Masud will be flying in around 9:30 a.m. on the 8th, and sadly I have to fly to India at 4:00p.m. That means we'll see eachother for an hour or two, that is if his plane is on time. It will be hard to leave him again! But I'm coming back in a week. At least he can hang out with Isaac. Isaac's having Baba withdrawal.

Time to upload some pictures.
Happy Holidays everyone!

Isaac was "Santa's Helper". He passed out each gift and said "Okay, you can open it now!" to each person, and then proceeded to help them open it. Posted by Hello

K. and Isaac really hit it off!  Posted by Hello

Keisuke, Tanya and You-Know-Who...Three Junior Fulbright Scholars to Bangladesh. Merry Christmas! Posted by Hello

Thursday, December 23, 2004

Check out my handsome boy in his favorite purple shirt! Posted by Hello

There's a beautiful park down the road from where we're staying, and we went there today to take some pictures. They turned out great and I thought I'd share them! (We got yelled at after this picture was taken for going INSIDE the flower garden. We were supposed to stay off the grass. I played the dumb foreigner.) Posted by Hello

A nice cuddle. Posted by Hello

After this picture was taken, I let go. Isaac was mad for 20 minutes. I'm satanic. Posted by Hello

Isaac and Momota Posted by Hello

self-portrait Posted by Hello

Momo's gorgeous! Posted by Hello

Momo is so cute! Posted by Hello

They even had swings! Posted by Hello

They even had teeter totters Posted by Hello

Fun for all... Posted by Hello

This is a scary slide. Posted by Hello

Shada the White Dog finally let Isaac touch her head. Posted by Hello

Me and Momo are hanging out in Baridhara... Posted by Hello

Wednesday, December 22, 2004

Fried Chicken

I had an epiphany outside of the new A&W on Gulshan Ave. today.

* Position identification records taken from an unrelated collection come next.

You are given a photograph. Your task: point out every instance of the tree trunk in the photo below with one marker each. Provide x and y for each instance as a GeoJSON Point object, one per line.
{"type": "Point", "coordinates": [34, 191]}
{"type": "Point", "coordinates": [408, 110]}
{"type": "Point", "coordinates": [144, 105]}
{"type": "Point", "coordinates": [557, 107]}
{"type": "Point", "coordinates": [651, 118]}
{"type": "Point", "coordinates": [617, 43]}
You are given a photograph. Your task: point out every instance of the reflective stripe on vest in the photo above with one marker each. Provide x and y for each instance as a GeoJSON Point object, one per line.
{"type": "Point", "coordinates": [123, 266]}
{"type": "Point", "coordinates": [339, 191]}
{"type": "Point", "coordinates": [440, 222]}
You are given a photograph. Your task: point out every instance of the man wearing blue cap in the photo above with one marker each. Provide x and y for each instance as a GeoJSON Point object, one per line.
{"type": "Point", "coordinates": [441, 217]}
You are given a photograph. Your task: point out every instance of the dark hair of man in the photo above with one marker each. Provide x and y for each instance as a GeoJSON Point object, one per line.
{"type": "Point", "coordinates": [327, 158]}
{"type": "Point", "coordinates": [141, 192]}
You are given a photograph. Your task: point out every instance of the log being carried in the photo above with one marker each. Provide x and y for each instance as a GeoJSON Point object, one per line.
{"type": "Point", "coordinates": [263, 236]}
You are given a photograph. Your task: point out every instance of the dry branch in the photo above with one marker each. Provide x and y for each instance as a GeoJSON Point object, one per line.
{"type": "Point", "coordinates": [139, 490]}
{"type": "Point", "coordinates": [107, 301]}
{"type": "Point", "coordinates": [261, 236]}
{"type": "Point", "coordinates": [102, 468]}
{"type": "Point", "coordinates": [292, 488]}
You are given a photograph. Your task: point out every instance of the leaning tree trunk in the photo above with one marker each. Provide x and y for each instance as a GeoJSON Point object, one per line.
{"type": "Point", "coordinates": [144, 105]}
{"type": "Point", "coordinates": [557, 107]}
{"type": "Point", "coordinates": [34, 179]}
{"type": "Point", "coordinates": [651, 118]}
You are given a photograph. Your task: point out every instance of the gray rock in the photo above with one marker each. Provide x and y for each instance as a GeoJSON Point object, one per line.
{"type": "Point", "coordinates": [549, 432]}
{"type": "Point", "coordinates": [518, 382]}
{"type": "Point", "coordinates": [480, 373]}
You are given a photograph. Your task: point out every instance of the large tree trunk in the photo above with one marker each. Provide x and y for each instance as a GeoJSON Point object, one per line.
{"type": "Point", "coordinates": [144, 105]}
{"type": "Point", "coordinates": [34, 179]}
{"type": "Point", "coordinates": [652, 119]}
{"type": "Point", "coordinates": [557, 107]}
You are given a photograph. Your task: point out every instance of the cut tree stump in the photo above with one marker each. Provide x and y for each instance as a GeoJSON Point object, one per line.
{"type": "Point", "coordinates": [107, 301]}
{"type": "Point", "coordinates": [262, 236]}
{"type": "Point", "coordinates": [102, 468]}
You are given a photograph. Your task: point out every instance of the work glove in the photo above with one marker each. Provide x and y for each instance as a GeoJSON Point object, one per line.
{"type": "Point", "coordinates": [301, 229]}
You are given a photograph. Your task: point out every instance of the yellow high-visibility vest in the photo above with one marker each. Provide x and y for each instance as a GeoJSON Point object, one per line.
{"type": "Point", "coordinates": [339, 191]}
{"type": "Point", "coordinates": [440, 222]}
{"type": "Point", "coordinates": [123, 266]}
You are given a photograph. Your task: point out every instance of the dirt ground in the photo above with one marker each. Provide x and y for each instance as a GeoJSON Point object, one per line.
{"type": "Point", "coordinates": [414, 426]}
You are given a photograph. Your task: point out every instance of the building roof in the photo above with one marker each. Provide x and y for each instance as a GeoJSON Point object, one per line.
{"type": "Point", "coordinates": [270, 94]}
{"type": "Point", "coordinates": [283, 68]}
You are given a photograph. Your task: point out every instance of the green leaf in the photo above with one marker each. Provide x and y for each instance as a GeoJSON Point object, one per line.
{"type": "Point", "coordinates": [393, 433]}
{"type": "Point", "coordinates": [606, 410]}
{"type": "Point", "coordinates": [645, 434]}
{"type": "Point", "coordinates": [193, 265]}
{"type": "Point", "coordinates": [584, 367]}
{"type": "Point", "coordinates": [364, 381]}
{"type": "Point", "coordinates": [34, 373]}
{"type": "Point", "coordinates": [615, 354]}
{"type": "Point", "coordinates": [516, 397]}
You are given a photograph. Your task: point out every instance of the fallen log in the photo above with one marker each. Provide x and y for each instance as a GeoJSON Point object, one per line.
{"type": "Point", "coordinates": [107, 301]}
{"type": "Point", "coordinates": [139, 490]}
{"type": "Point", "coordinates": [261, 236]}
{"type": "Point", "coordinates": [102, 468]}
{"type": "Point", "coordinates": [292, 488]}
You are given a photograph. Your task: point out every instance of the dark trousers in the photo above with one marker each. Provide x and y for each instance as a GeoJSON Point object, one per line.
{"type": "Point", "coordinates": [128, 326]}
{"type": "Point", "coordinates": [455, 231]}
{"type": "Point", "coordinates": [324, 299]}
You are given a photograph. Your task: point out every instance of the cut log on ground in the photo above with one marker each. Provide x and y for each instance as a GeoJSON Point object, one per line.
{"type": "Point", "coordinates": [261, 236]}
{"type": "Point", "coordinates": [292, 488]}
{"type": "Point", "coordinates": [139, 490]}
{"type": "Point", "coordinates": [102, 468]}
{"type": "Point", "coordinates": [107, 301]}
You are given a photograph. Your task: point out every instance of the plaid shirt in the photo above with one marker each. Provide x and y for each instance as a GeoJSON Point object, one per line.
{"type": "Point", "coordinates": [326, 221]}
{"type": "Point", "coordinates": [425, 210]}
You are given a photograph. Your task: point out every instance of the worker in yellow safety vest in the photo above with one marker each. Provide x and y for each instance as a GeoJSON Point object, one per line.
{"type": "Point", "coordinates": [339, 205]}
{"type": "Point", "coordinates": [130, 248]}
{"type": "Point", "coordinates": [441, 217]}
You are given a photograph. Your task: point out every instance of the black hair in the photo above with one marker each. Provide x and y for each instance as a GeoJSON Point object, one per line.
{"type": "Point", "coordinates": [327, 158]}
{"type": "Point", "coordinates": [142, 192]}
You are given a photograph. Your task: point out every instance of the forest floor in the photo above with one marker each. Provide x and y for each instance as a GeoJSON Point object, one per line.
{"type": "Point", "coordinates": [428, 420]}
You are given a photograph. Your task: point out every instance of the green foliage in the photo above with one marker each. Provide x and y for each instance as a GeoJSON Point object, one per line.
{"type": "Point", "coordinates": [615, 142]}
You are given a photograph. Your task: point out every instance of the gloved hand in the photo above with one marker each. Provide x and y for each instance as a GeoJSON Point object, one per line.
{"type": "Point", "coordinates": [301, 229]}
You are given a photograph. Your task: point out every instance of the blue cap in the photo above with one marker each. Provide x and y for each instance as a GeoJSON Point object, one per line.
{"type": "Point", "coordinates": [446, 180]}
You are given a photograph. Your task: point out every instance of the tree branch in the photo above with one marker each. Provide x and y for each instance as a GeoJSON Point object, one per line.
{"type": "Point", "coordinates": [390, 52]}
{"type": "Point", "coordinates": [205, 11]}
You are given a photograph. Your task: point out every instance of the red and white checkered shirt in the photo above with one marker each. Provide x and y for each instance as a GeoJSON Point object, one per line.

We went to A&W for root beer floats, and Isaac decided he wanted chicken with a handle (meaning a drum stick). I ordered a chicken meal, and of course he didn't eat it because it was "slimy". We packed it up to take home. We started walking down the sidewalk in search of a grocery store. I'm always disoriented in Gulshan, and we went in the wrong direction. On our way, we passed an old man who was laying on the ground, covered with a thin blanket. Under his head, he had an old cloth wrapped around probably all of his worldly belongings. Cuddled up next to him was a tiny puppy.

After being here for 3 months, seeing people living in abject poverty every day, I'm starting to become a little hard-hearted so I ignored him and walked on. After we discovered that there was no grocery store in the direction we were headed, we turned back. I couldn't stand walking by the man a second time.

I stopped, bent down, and asked him if he had eaten today. He said that yes, he ate breakfast. I then gave him the package with Isaac's chicken in it, and told him to eat it. He mumbled something and I started to leave. By then, a small crowd had gathered around, wondering what this crazy foreign lady was doing talking to an old beggar. One woman asked me if I understood what he said, and I said no. She said that he said he will eat it and will pray for me from his heart.

In Islam, we believe that this kind of sincere prayer is the most powerful and effective kind. This man, who seemingly had nothing to give back to me, gave me such a wonderful gift. I've been feeling so defeated and incompetent for the past few weeks, but he helped me to realize that my being here is important. Even if I only manage to do one small thing, it's still worth it. The suffering is so great here that a little compassion goes a long way. Maybe someday I will be able to make a change here, maybe I'll do something to help relieve this suffering.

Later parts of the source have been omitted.